World Stamps

Fraud of the century: mystery of the 1872 Stock Exchange forgery has never been solved

Oct 1, 2019, 8 AM
Four examples of the plate 5 Stock Exchange forgery. The two examples at top have corner lettering — CL and EB in the lower corners — that could have appeared on genuine stamps, while the two at bottom show impossible lettering: KM and FS, combinations that never appeared on genuine stamps.

Great Britain Philately by Matthew Healey

What constitutes the perfect crime? More than one that just can’t be solved, it’s an event that no one even realizes has taken place: a crime whose victim never feels the loss.

The mystery of the Stock Exchange forgery, in which Britain’s Post Office was defrauded of tens of thousands of pounds, is a prime candidate for the title of “perfect.”

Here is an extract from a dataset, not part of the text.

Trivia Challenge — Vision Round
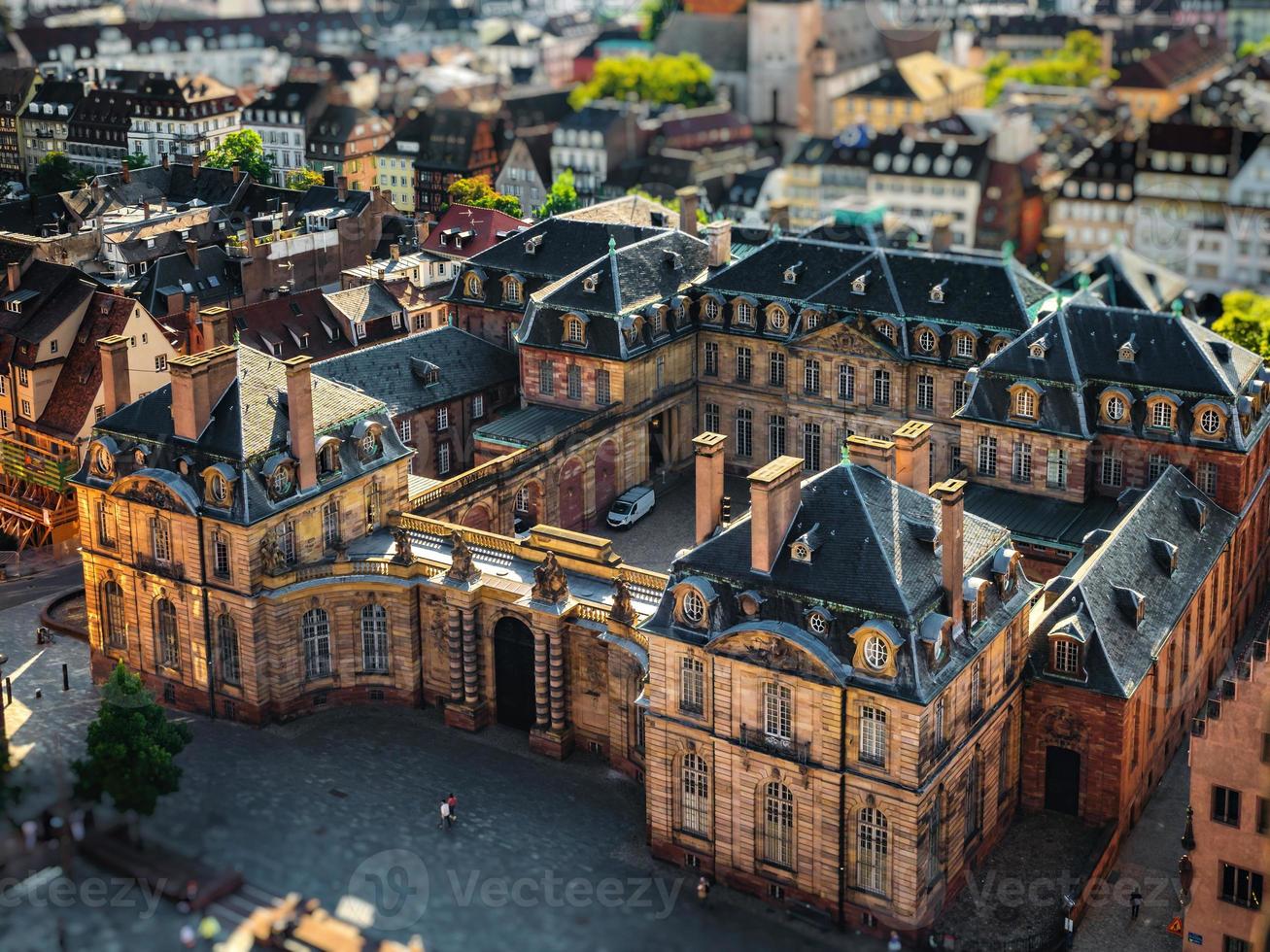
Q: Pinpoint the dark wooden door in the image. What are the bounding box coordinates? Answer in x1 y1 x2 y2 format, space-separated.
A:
494 618 534 731
1046 746 1081 816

Someone — it was never conclusively determined who — applied thousands of counterfeit 1-shilling stamps to telegraph forms at the London Stock Exchange for at least a year between 1872 and 1873 and pocketed the money they represented. Incredibly, nobody was any the wiser until a sharp-eyed young philatelist spotted the fakes for the first time a full quarter-century later.

Subsequent discoveries suggested the full extent of the racket may have reached £50,000 over the many months it went on, equivalent to £5 million to £6 million today.